One may take a single value for a given hyperparameter, or one can iterate and take a probability distribution on the hyperparameter itself, called a hyperprior.

== Purpose ==
One often uses a prior which comes from a parametric family of probability distributions – this is done partly for explicitness (so one can write down a distribution, and choose the form by varying the hyperparameter, rather than trying to produce an arbitrary function), and partly so that one can vary the hyperparameter, particularly in the method of conjugate priors, or for sensitivity analysis.

=== Conjugate priors ===

When using a conjugate prior, the posterior distribution will be from the same family, but will have different hyperparameters, which reflect the added information from the data: in subjective terms, one's beliefs have been updated. For a general prior distribution, this is computationally very involved, and the posterior may have an unusual or hard to describe form, but with a conjugate prior, there is generally a simple formula relating the values of the hyperparameters of the posterior to those of the prior, and thus the computation of the posterior distribution is very easy.

=== Sensitivity analysis ===

A key concern of users of Bayesian statistics, and criticism by critics, is the dependence of the posterior distribution on one's prior.

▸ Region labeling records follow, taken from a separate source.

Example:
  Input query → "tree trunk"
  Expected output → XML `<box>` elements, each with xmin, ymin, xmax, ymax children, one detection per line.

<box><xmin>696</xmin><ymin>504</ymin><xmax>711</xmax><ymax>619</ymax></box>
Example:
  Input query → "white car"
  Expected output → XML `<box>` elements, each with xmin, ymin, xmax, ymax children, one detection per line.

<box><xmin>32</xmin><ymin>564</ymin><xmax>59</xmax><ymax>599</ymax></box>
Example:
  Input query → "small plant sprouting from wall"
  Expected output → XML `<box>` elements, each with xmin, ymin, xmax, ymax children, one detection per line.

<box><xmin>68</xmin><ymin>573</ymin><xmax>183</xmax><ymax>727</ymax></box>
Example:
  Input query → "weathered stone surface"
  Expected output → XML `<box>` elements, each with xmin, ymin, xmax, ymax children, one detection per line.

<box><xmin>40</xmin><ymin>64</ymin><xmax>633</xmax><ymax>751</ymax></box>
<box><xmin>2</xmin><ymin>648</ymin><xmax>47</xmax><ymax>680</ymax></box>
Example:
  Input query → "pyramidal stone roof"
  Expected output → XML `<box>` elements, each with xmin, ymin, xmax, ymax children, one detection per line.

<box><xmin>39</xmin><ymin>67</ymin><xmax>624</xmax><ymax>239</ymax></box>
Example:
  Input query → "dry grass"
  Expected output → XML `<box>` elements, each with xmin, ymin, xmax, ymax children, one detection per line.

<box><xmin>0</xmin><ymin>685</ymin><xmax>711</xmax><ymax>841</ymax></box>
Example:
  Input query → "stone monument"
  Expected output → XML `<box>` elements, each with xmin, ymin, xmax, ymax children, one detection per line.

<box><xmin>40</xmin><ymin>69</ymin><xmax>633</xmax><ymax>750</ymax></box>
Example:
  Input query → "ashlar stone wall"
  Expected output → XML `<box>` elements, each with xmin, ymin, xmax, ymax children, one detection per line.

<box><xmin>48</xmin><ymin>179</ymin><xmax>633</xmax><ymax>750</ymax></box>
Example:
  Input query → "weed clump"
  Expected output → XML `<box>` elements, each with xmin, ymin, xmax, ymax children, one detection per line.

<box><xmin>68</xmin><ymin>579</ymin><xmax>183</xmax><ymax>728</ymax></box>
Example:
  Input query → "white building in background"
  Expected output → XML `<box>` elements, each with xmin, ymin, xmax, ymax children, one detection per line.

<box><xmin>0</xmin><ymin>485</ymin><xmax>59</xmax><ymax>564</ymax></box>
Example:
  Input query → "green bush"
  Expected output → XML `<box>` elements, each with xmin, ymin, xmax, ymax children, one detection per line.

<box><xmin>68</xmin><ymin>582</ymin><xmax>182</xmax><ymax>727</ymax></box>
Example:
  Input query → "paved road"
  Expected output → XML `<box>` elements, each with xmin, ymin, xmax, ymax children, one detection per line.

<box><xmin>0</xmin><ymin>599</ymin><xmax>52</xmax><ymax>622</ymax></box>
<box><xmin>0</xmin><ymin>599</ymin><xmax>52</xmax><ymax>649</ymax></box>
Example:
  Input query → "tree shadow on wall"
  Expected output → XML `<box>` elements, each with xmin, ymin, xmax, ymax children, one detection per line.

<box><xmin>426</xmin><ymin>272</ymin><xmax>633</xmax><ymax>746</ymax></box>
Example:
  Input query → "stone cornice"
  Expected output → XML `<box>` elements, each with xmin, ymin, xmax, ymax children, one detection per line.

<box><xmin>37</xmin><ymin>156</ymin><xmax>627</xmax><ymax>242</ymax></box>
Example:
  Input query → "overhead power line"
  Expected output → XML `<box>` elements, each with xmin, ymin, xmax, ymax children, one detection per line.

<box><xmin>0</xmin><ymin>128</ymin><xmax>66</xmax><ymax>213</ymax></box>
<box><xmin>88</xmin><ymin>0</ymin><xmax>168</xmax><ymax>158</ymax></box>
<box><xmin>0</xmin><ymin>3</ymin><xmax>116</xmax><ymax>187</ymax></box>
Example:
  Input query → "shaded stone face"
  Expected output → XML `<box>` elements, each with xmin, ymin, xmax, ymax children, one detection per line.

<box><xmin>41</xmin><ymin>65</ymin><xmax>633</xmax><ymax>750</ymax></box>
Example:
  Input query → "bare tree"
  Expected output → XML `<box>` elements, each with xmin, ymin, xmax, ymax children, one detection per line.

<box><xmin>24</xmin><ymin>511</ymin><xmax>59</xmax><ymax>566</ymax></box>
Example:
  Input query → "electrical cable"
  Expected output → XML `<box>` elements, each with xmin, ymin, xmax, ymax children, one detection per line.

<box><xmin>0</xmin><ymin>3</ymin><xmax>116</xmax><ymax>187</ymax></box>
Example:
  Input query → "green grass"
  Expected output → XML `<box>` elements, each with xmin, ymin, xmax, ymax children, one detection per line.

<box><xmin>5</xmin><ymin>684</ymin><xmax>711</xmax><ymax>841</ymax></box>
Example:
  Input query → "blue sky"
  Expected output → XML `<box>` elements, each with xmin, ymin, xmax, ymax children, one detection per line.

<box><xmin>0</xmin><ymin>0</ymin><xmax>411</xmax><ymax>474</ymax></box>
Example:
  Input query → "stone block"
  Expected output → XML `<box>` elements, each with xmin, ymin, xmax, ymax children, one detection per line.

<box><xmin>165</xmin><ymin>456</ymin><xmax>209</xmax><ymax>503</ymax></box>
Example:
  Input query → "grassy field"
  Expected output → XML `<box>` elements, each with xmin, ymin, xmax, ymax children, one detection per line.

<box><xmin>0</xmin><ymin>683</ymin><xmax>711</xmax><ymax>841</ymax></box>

Hyperparameters address this by allowing one to easily vary them and see how the posterior distribution (and various statistics of it, such as credible intervals) vary: one can see how sensitive one's conclusions are to one's prior assumptions, and the process is called sensitivity analysis.

Similarly, one may use a prior distribution with a range for a hyperparameter, thus defining a hyperprior, perhaps reflecting uncertainty in the correct prior to take, and reflect this in a range for final uncertainty.

== Hyperpriors ==

Instead of using a single value for a given hyperparameter, one can instead consider a probability distribution of the hyperparameter itself; this is called a "hyperprior." In principle, one may iterate this, calling parameters of a hyperprior "hyperhyperparameters," and so forth.